BP (NYSE: BP) announced a further $2.5 billion share buyback after more than doubling its Q3 profit from a year earlier, thanks to what it described as an “exceptional” gas marketing and trading result and higher gas realizations.
BP joined other international oil and gas majors in reporting very strong earnings after it reported on Tuesday an underlying replacement cost profit – its metric for net profit – of $8.2 billion for the third quarter. This was slightly lower than the $8.5 billion for the previous quarter, which saw the highest quarterly profit for BP in over a decade, but more than double the $3.3 billion in earnings for the third quarter of 2021.
“Compared to the second quarter, the result was impacted by weaker refining margins, an average oil trading result and lower liquids realizations, partly offset by an exceptional gas marketing and trading result and higher gas realizations,” the UK supermajor said in a statement. BP said its oil trading performance in Q3 was “average” after an “exceptional” result in Q2.
“Net debt fell for the tenth successive quarter; we are investing with discipline; and we are delivering on our commitment to shareholder distributions – announcing a further $2.5 billion share buyback,” chief financial officer Murray Auchincloss said.
Chief executive officer Bernard Looney said, “This quarter’s results reflect us continuing to perform while transforming. We remain focused on helping to solve the energy trilemma – secure, affordable and lower carbon energy. We are providing the oil and gas the world needs today – while at the same time – investing to accelerate the energy transition.”
Based on BP’s current forecasts, at around $60 per barrel Brent and subject to the board’s discretion each quarter, BP continues to expect to be able to deliver share buybacks of around $4.0 billion annually and have the capacity for an annual increase in the dividend of around 4% through 2025.
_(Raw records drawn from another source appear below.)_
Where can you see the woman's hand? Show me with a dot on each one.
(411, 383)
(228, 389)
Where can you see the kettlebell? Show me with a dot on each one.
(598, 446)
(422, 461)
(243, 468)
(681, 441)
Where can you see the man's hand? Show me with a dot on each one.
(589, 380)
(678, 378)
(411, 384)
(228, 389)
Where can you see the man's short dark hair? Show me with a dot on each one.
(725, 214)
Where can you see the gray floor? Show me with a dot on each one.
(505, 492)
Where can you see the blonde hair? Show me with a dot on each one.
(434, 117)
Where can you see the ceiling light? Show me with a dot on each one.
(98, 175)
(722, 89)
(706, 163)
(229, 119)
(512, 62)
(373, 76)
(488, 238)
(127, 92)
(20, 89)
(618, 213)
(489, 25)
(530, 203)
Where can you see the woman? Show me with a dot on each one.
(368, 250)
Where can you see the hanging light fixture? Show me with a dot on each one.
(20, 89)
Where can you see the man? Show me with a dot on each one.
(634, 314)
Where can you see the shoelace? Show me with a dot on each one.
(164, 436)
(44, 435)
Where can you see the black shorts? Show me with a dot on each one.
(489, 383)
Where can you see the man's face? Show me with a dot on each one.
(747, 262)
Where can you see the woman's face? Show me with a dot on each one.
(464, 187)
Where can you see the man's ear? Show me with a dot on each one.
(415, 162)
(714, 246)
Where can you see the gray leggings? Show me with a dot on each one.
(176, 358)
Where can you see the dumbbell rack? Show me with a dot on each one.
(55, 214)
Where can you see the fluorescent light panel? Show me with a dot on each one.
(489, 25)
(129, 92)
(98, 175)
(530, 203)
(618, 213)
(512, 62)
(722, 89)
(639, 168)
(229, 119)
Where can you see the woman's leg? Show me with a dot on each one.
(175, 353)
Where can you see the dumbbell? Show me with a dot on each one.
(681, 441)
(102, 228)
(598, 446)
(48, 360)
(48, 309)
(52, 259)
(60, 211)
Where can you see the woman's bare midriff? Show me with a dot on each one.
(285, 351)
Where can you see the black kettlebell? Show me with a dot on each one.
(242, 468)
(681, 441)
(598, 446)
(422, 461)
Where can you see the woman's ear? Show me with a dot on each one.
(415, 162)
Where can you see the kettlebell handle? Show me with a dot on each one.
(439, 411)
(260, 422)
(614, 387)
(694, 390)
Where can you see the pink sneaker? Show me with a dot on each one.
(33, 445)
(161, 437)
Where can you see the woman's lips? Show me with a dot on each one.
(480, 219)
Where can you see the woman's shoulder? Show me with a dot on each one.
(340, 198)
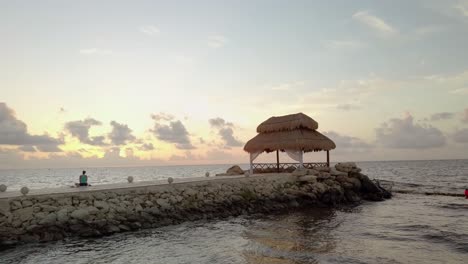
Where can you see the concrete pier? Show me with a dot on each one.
(53, 214)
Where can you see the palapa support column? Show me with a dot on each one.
(251, 165)
(277, 160)
(301, 162)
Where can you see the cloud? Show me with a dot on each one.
(404, 134)
(228, 137)
(217, 41)
(287, 86)
(347, 143)
(14, 132)
(215, 154)
(460, 135)
(162, 116)
(225, 131)
(150, 30)
(442, 116)
(459, 91)
(465, 116)
(219, 122)
(343, 44)
(120, 134)
(146, 147)
(348, 107)
(175, 132)
(27, 148)
(429, 30)
(80, 129)
(374, 23)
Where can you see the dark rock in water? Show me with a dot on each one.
(372, 191)
(352, 197)
(235, 170)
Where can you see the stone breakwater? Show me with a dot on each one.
(104, 212)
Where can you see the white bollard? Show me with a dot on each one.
(24, 190)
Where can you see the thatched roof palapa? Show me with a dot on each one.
(287, 122)
(289, 132)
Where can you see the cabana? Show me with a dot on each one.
(294, 134)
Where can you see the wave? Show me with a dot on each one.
(421, 189)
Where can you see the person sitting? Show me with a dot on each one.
(84, 179)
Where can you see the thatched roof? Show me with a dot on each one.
(287, 123)
(299, 139)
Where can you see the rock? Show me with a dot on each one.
(324, 169)
(24, 214)
(124, 228)
(323, 175)
(16, 205)
(336, 172)
(62, 216)
(48, 208)
(102, 206)
(112, 229)
(345, 166)
(80, 214)
(235, 170)
(312, 172)
(84, 213)
(24, 190)
(49, 220)
(299, 172)
(307, 178)
(27, 203)
(164, 204)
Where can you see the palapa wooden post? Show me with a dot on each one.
(277, 160)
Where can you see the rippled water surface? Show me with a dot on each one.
(410, 228)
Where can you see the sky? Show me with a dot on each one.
(140, 83)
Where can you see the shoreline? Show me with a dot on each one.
(106, 209)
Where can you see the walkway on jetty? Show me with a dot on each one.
(116, 186)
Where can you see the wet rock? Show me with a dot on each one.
(312, 172)
(49, 220)
(345, 166)
(299, 172)
(336, 172)
(308, 179)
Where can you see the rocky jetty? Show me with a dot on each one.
(54, 217)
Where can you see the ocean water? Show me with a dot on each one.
(412, 227)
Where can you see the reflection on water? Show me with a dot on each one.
(406, 229)
(410, 228)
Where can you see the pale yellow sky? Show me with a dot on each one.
(383, 84)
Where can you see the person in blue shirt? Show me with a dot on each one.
(84, 179)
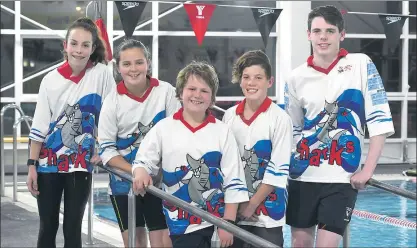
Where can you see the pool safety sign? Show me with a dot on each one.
(130, 12)
(265, 19)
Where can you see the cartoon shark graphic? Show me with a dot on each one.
(251, 168)
(72, 127)
(199, 182)
(332, 110)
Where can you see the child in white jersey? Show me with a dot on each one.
(330, 98)
(200, 161)
(263, 133)
(128, 113)
(63, 133)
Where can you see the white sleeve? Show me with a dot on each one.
(294, 110)
(172, 103)
(109, 83)
(226, 116)
(377, 111)
(108, 130)
(234, 182)
(276, 173)
(43, 114)
(150, 152)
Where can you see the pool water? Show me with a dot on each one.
(363, 232)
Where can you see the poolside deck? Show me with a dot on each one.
(20, 222)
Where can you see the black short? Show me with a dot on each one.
(200, 238)
(328, 204)
(273, 235)
(148, 211)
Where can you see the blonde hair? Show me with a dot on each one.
(201, 69)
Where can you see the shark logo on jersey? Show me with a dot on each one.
(335, 138)
(251, 168)
(200, 183)
(332, 110)
(72, 126)
(256, 164)
(72, 136)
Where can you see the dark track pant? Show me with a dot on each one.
(76, 187)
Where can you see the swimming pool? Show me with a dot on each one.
(363, 232)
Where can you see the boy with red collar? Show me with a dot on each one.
(330, 99)
(263, 133)
(199, 159)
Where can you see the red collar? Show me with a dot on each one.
(122, 90)
(66, 71)
(241, 107)
(342, 53)
(179, 116)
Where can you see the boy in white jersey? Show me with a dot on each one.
(200, 161)
(63, 133)
(330, 100)
(128, 113)
(263, 133)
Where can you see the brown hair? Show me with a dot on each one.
(99, 54)
(201, 69)
(248, 59)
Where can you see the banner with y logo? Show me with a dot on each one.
(393, 25)
(130, 12)
(265, 19)
(200, 15)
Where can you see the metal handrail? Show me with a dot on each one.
(15, 125)
(372, 182)
(3, 111)
(236, 231)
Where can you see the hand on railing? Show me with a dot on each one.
(95, 160)
(226, 238)
(32, 180)
(141, 180)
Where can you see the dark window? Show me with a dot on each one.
(412, 120)
(221, 52)
(412, 20)
(412, 67)
(359, 23)
(146, 16)
(60, 13)
(39, 54)
(7, 64)
(7, 18)
(224, 18)
(224, 105)
(388, 65)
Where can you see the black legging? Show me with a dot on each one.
(76, 188)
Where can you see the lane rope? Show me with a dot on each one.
(385, 219)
BP, the last of Big Oil to report earnings for Q3, joined the other majors in posting strong earnings amid growing calls for windfall taxes on the industry’s profits. U.S. President Joe Biden said on Monday that the record profits of the likes of Exxon and Shell were “a windfall of war” and if oil companies don’t increase output, “they’re going to pay a higher tax on their excess profits and face other restrictions.”